Saturday, May 28, 2011

Another Signpost on the Long Slow Decline

-- or --

"General Motors is not in the business of making cars. It is in the business of making money," repurposed for the 21st century.




The headline of this Preston Gralla post says something to me …

Microsoft's biggest mobile money-maker is Android, not Windows Phone 7

… and the lede speaks volumes:

Microsoft may be spending enormous amount of money and development effort on Windows Phone 7, but for now, it's making more money off of Android than it is from Windows Phone 7. So says Citi analyst Walter Pritchard in a just-released report.

Gizmodo says that according to Pritchard's report, Microsoft gets five times as much money from Android than it does from Windows Phone 7, because of a settlement in an intellectual property infringement case against HTC.

When a company is making most of its money through IP shakedowns Consistently Taking A Proactive Approach To Licensing To Resolve IP Infringement And Continuing To Develop Programs That Make It Possible To Access Its IP Portfolio … ugh. Sometimes there are no words.

And yes, given who we're talking about here, I feel confident in assuming this particular bit of "intellectual property" is something that only a corporate lawyer would not call ridiculous, and that HTC figured they'd lose less blood putting up with the parasite than trying to excise it. The idea of Microsoft actually creating something of worth from scratch … has very few precedents in their history, let us say. Especially the recent history. You do remember how they got Bing to work, right?

Hey, Steve Ballmer. Sue this:

(alt. video link)

8 comments:

M. Bouffant said...

I'm starting to believe I should have sucked up to Gates & Allen in high school.

Or strangled them.

bjkeefe said...

Had you done the former, you could have gotten to wear one of those cool FYIV t-shirts that all the cool kids on the Microsoft campus used to wear to show how cool they were.

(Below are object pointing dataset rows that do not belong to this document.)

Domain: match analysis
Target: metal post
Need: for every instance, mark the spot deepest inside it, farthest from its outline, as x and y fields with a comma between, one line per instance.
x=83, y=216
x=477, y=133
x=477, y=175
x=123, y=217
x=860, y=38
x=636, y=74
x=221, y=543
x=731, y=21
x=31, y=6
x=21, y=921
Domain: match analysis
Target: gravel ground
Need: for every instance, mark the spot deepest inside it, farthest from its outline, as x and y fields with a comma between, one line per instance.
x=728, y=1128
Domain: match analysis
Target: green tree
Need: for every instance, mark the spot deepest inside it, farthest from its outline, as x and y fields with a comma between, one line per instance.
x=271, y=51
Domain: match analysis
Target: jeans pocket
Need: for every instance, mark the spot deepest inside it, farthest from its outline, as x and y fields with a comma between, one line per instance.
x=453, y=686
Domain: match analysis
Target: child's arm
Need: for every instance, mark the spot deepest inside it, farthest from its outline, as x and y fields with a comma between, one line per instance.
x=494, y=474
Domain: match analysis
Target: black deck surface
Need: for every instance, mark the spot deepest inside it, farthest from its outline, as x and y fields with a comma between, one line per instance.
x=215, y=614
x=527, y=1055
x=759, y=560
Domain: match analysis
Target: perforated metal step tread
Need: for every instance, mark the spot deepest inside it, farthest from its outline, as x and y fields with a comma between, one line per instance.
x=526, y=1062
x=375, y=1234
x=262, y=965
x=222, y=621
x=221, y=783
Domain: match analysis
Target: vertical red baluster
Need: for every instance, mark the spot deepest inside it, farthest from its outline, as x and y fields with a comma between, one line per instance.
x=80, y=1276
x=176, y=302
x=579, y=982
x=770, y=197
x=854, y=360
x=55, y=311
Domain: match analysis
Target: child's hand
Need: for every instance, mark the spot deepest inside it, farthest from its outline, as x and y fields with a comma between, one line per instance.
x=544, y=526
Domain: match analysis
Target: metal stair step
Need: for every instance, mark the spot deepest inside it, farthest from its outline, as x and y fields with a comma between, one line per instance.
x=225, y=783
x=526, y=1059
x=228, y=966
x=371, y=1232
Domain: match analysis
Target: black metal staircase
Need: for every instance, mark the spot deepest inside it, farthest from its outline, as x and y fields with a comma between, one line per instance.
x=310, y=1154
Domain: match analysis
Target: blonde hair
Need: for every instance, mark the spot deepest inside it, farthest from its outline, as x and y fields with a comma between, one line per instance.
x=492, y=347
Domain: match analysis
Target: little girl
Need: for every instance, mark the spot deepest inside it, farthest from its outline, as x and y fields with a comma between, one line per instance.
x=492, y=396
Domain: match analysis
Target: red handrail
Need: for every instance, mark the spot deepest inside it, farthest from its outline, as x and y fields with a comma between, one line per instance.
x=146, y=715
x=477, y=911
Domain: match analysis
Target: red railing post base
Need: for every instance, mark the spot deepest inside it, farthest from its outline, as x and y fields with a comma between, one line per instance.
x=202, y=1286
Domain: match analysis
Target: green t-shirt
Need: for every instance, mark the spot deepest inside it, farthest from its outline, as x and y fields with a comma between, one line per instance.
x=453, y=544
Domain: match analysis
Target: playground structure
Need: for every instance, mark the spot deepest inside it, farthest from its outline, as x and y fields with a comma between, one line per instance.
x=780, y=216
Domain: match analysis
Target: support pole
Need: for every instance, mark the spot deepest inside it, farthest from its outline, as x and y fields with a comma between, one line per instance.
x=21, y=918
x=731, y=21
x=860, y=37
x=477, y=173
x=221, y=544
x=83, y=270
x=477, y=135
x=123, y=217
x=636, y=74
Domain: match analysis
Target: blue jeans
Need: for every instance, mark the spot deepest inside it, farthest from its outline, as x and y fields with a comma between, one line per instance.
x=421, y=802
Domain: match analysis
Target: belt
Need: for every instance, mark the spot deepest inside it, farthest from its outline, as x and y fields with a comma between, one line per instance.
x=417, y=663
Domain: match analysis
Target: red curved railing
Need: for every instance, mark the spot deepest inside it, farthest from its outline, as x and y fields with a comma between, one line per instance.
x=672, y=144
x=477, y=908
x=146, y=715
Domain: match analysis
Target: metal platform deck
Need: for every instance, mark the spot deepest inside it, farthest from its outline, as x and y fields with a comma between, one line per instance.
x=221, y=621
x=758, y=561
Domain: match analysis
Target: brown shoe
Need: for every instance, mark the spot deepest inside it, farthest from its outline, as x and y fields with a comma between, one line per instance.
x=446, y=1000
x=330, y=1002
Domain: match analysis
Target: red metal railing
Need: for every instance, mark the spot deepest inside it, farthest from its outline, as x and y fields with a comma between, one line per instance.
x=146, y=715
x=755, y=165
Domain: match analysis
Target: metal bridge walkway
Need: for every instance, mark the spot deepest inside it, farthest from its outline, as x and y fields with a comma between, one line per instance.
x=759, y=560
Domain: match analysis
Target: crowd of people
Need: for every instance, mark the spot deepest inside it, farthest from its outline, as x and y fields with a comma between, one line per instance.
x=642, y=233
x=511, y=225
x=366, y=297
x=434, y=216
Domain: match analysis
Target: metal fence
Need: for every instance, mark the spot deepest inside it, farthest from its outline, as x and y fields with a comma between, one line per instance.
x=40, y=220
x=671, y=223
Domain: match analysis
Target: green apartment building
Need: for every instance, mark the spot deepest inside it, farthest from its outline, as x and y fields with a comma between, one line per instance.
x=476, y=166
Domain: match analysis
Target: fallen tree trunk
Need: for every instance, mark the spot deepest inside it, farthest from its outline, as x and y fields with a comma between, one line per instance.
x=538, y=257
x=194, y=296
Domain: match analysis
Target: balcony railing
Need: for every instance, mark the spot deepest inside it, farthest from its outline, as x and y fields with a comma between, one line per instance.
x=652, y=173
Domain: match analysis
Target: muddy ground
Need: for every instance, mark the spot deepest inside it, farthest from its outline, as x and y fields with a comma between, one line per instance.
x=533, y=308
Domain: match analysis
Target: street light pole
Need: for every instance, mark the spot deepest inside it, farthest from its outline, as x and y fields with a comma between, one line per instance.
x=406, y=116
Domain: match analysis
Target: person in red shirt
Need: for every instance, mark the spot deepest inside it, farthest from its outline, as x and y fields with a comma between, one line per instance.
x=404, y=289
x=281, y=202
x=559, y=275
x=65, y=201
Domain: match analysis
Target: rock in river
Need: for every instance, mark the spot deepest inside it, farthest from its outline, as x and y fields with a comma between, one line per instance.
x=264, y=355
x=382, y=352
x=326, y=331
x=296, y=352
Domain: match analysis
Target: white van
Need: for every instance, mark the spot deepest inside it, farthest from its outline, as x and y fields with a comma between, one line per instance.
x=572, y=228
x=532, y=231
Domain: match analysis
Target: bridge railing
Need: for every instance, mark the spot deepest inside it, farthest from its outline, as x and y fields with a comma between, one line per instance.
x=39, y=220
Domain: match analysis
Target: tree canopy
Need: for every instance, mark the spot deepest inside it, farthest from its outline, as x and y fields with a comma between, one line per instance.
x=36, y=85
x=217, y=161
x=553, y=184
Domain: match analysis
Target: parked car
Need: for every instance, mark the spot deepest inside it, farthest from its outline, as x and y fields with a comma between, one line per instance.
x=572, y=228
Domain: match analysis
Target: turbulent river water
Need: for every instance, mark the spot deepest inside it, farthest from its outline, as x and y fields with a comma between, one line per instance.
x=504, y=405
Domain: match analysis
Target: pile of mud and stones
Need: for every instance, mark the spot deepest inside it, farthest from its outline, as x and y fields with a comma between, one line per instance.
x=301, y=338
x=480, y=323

The latter makes an interesting alternate history to contemplate, doesn't it? But, first, Allen did do some good things with his money (and even Gates has been okay about this lately, too), and second, if they weren't around, we'd probably all just be hating on Mitch Kapor or Larry Ellison or Scott McNealy or someone like that instead.

bjkeefe said...

The one you wanted to get, back in the day, is the guy pictured in the post. As far as I can tell, he has no redeeming qualities.

Substance McGravitas said...

I'd rather have hated on other people because Windows has been such an icky mish-mash of code. The world would have been better if it had had the MacOS to hate.

Substance McGravitas said...

And hey, I don't do Facebook so I dunno how the articles appear there, but having editors who will sign their goddamned names seems like a useful thing.

bjkeefe said...

Not sure what you mean, Sub. They do, more or less, on Wikipedia.

Not sure where you come down on the pseudonym question, but to my mind, that's a perfectly good name for purposes such as editing Wikipedia or posting online more generally. And, of course, Wikipedia keeps track of IP addresses and has all sorts of notification and rollback functionality, too.

M. Bouffant said...

I understand Ellison is very much worth hating.

I see Ballmer was in the Detroit equivalent of the Lakeside School for Boys. Not repsonsible!

bjkeefe said...

Agreed on first. Mystified on second. Maybe I will Google tomorrow or something, when I am not so hot and irritated.